PUNCTUATION: The Itch of Writing Guide
What you need to know about punctuation, including how not to commit a comma splice
Since we were all speakers before we were writers, meaning was first expressed by how something was said; punctuation evolved to help those few who could read to share written texts with everyone else.
This new post in the Itch of Writing Guides series concentrates on how writers can use these shared systems of communication to convey their narrative.
Punctuation still has these two roles in writing:
evoking the pattern and rhythm of how the meaning is expressed
articulating the meaning of the written sentence itself.
This is true for prose narrative as well as dialogue, because even a written ‘voice’ has its origins in speech. Commas evoke the tiny lift at the end of a phrase, dashes get used for all sorts of small pauses, full stops might express how a statement stops dead, even if it isn’t a grammatically complete sentence.
The grammarians set about explaining and systematising how it all works - aka ‘the rules’ – but they tended to focus on the semantic meaning, and not reckon with the expressive aspects that creative writing needs just as much. So sometimes you may have to choose: what is correct in formal grammar for making meaning clear may not be right for making your prose as expressive and emotionally clear as it needs to be.
But that’s not a free pass for anyone who can’t be bothered to learn and understand the conventions. You’re only likely to make your writing more expressive, while never sacrificing clarity and meaning, if you have internalised a really strong sense of how and why those conventions work.
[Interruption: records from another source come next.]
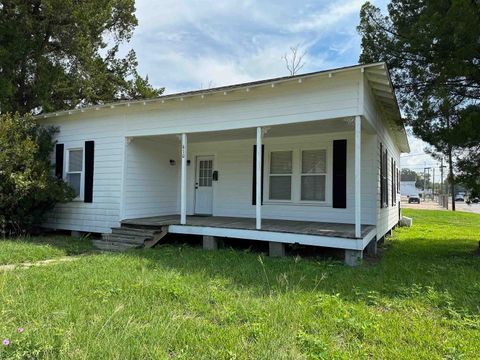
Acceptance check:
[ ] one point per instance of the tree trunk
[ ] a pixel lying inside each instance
(452, 180)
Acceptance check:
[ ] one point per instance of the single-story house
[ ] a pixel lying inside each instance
(408, 188)
(310, 159)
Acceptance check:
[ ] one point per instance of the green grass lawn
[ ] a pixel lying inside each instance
(421, 299)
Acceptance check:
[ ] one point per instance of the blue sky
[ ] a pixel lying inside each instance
(186, 45)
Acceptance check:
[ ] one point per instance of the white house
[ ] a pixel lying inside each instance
(309, 159)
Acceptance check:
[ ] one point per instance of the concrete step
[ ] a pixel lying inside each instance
(113, 245)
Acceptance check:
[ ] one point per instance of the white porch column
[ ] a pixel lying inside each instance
(183, 182)
(258, 186)
(358, 169)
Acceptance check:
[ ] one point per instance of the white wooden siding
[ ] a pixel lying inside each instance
(387, 217)
(151, 183)
(104, 212)
(311, 100)
(233, 191)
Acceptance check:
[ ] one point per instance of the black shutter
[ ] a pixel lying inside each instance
(382, 195)
(386, 177)
(59, 149)
(339, 188)
(254, 185)
(89, 156)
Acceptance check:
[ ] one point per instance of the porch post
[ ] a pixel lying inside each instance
(258, 195)
(183, 182)
(358, 168)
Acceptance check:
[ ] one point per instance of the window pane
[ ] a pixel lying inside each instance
(75, 159)
(281, 162)
(280, 187)
(314, 161)
(74, 181)
(313, 187)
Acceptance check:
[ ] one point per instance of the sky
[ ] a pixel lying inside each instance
(187, 45)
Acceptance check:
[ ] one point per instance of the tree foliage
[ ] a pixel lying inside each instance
(60, 54)
(27, 187)
(432, 48)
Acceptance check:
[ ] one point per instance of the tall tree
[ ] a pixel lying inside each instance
(59, 54)
(432, 48)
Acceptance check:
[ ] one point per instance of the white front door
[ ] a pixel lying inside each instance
(203, 185)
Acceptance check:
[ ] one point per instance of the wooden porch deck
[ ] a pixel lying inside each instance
(345, 231)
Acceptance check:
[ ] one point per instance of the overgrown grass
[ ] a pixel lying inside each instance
(27, 249)
(420, 300)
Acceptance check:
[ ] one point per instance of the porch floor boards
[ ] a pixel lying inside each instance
(285, 226)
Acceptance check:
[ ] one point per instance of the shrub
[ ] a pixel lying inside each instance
(28, 188)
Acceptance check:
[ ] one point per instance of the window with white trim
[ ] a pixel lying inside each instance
(280, 179)
(313, 175)
(74, 170)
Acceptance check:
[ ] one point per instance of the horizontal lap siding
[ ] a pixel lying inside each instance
(151, 183)
(310, 100)
(103, 212)
(151, 187)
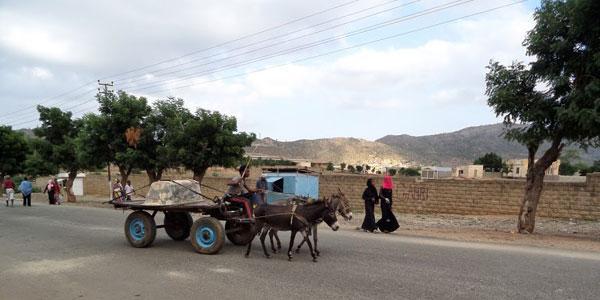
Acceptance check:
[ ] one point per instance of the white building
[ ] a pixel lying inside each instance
(436, 172)
(518, 168)
(468, 171)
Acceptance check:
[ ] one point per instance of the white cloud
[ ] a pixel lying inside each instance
(38, 73)
(435, 72)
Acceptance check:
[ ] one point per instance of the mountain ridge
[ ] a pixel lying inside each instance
(448, 149)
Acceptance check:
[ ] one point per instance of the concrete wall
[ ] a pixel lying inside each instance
(452, 196)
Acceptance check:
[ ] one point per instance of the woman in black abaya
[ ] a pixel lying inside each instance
(388, 222)
(370, 196)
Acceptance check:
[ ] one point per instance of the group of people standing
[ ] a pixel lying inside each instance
(388, 222)
(122, 193)
(54, 192)
(25, 187)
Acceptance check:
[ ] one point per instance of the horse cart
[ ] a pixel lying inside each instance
(178, 200)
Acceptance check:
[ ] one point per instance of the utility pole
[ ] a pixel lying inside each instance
(106, 88)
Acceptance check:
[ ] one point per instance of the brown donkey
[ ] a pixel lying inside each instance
(294, 218)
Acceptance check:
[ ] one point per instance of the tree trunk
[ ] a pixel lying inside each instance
(153, 176)
(535, 183)
(69, 186)
(199, 174)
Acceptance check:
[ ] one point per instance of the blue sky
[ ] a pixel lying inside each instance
(425, 82)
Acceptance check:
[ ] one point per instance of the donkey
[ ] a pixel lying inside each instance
(292, 218)
(339, 201)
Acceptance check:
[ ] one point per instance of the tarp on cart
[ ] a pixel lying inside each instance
(174, 193)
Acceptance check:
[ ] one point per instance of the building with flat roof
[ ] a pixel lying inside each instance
(468, 171)
(519, 167)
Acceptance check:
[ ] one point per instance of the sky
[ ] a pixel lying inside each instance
(287, 70)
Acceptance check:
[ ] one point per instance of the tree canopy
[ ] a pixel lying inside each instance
(556, 98)
(210, 138)
(13, 151)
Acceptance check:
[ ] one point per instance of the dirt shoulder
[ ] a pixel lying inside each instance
(567, 234)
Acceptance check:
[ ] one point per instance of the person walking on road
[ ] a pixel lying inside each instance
(9, 190)
(49, 188)
(388, 222)
(57, 193)
(26, 188)
(370, 197)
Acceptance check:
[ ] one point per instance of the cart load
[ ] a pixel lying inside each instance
(178, 199)
(175, 192)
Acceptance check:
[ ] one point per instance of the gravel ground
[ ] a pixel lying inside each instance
(566, 234)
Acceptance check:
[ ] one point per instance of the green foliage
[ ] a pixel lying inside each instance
(13, 151)
(330, 166)
(211, 139)
(271, 162)
(566, 44)
(570, 163)
(56, 147)
(159, 129)
(490, 161)
(410, 171)
(38, 162)
(567, 169)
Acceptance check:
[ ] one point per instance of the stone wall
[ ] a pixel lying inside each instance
(451, 196)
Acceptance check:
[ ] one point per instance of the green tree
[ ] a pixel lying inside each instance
(359, 168)
(566, 44)
(58, 133)
(102, 138)
(211, 139)
(490, 161)
(13, 152)
(159, 129)
(330, 166)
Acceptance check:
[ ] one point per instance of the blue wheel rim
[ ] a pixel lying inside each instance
(137, 231)
(205, 237)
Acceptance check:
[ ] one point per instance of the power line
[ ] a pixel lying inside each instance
(350, 47)
(234, 40)
(393, 21)
(140, 77)
(347, 48)
(183, 56)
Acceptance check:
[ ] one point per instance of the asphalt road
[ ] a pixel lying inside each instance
(60, 252)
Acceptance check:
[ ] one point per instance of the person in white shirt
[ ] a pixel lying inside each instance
(129, 191)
When you’re trying to move beyond correct, to right, Reading like a writer, and reading aloud can really help: when did you last stop to study and think about how your favourite writers punctuate?
On the other hand, don’t panic. Your manuscript is not a published book, it’s only a tool for producing a published book, so for many of the minor (and often disputed) conventions, being clear and consistent is what matters. Your editor or publisher may well have a different house style, and you can cross that bridge when you come to it.